Wed Aug 6 21:20:34 BST 2008

Coma semantics

The semantics of Coma is defined in terms of concrete step by step
deterministic rewrite rules.  This post tries to find the relation to
declarative rewrite rules and place everything in a more formal
setting.  For a more concrete step-by-step exposition of how this is
implemented, see:


The goal of the compilation process is to translate a source
concatenative term s into a target concatenative term t.
Concatenative terms are either concatenations of concatenative terms
or primitive terms.

Let  s = s0 s1 ... | s'   source programs
     t = t0 t1 ... | t'   target programs

Here s, t are terms and s', t' are primitive terms. Denote the set of
s and t as S and T, and the set of s' and t' as S' and T'.

Basicly, pure concatenative translation maps primitives to primitives
S' -> T'.  The complete compilation expands a source concatenation
into into a concatenation of primitives which then one by one can be
translated to a target primitives.

In order to make this a bit more interesting, we allow substitutions
to occur in the language and make the translation more general.
Substitutions replace a subconcatenation with another one.

   Define the translation system {p,r} consisting of a map p : S' -> T
   together with a collection r of rewrite rules on T.

The map p associates primitive source terms with concatenations of
primitive target terms.  The rewrite rules r allow the construction of
a reduction system that translates the concatenation of terms p(s0)
p(s1) ... obtained from the source program s = s0 s1 ... to a term t_n
in normal form.

The alternative approach where substitution rules are defined on S
followed by a direct primitive map S'->T' is equivalent, so we
can concentrate on rewrite rules in T only.

Now, the implementation in Coma is a bit different, and modeled after
standard Forth macros.

   Define the translation system {m} where m : S' -> T -> T maps each
   source primitive to a target code transformer T -> T (1)
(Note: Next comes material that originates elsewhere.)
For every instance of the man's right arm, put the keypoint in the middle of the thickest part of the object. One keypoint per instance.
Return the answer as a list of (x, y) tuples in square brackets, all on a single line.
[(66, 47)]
In uncurried form, Coma replaces the concatenation operation by a
binary operator T x S' -> T.  Given a source program S = S0 S1 ...
this operator can be used to create a whole program concatenation
operator S0' x S1' x ... -> T by folding the binary operator over S
initalized with the empty program.

The question is, how are {p,r} and {m} related? The rewrite system r
obviously needs an algorithm to implement it and some constraints that
allow the existance of normal forms for all terms t.  I think the
interesting questions are then:

  * What are these constraints and how to derive the representation of
    the reduction algorithm {m} from a higher level declarative
    representation {p,r}?

  * Is it useful to implement it like that, or is a more direct
    pattern matching approach good enough? (2)


(1) Stack semantics in Coma comes from an extra constraint that gives
    the code transformers T -> T some locality by having them operate
    only at the end of the primitive code concatenation, essentially
    viewing the target program string as a stack.  The specification
    language for primitive transfomers in Coma enforces this, by
    building on top of Scat.  However the general principle exposed
    here is applicable to more general point-free languages.

(2) The Coma pattern matching approach {m} is not exactly limited.  A
    central idea in Coma is that the (directly) expressed rewrite
    rules encode 2 kinds of equivalence relations.  The first one is
    partitioning of target programs with the same target semantics.
    For PIC18 the resulting reduction is mainly a reduction of program
    size. This is a fairly straightforward OPTIMIZATION technique.
    The second relation collapses concatenation of pseudo instructions
    that have no individual target semantics into constructs that do.
    This is the PARAMETERIZATION part of Coma.